Por: Esmerarda Montero Vargas (Magíster en Comunicación Social. Investigadora predoctoral del Departamento de Comunicación Audiovisual y Publicidad Universidad del País Vasco/Euskal Herriko Unibertsitatea (UPV-EHU)
Las sociedades democráticas viven bajo un contrato social en el que la población designa representantes que están llamados a administrar los recursos y mantener el orden, entre otras garantías, de este precepto nace la sensación de seguridad y estabilidad que mantiene el sistema y la paz.
Cuando este equilibrio se rompe, crece la inseguridad, el miedo y finalmente llega la impotencia, que lleva a la población a saltarse las normas y tomar la “justicia” por sus propias manos.
Un perfecto ejemplo del colapso del sistema es lo ocurrido en Pedernales, donde decenas de haitianos fueron expulsados como represalia por el asesinato de un matrimonio dominicano perpetrado por nacionales del vecino país.
Son muchos los elementos que deben unirse para que se genere una acción como esta, la población no solo convive con el temor latente de una invasión pacífica, alimentada por múltiples sectores que parecen haber encontrado en el odio y la intolerancia focalizada hacia el tema fronterizo un filón, también está la sensación generalizada de que las autoridades no tienen ningún control de la situación.
El sociólogo y economista Manuel Castells (2011) plantea: “La transformación social resulta de una acción, individual o colectiva, que en su raíz está motivada emocionalmente, como toda conducta humana.

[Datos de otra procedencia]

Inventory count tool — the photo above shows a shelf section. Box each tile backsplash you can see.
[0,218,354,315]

Entre las seis emociones básicas que ha detectado la investigación neurocientífica, la teoría de la inteligencia emocional aplicada a la comunicación política nos dice que el miedo, la más potente de las emociones negativas, tiene un efecto paralizante, mientras que la indignación conduce a la acción. La indignación se acrecienta con la percepción de la injusticia de una acción y con la identificación de la fuente de la injusticia.”
En efecto, tal y como plantea Castells, la indignación es el motor de la acción y en el caso de la República Dominicana el miedo crece día a día, en una sociedad castigada con el flagelo de la delincuencia y la corrupción institucional normalizada, a ello se añade la tensa relación que desde hace tiempo tenemos con el vecino país Haití.
Mientras la población toma acciones violentas y otros escogen convertirse en abanderados del odio de forma sistemática, la reelección se convierte en el tema clave, a dos años de distancia aún para acudir a las urnas.
De esta manera, el contrato social está roto, la parte designada para dirigir el país no está dando respuestas efectivas a la población, la inseguridad se ramifica en todas las direcciones, con la población civil cansada, indignada e influida por elementos de intolerancia, lo que lleva a que se pretenda ejercer la ley del ojo por ojo.
Mientras todo esto se desarrolla, las acciones del gobierno central parecen estar encaminadas en su mayoría hacia la permanencia política, ignorando en el camino el clamor de la población. Así el contrato no solo está roto sino que los posibles efectos de esta desestructura política y social parece no importar.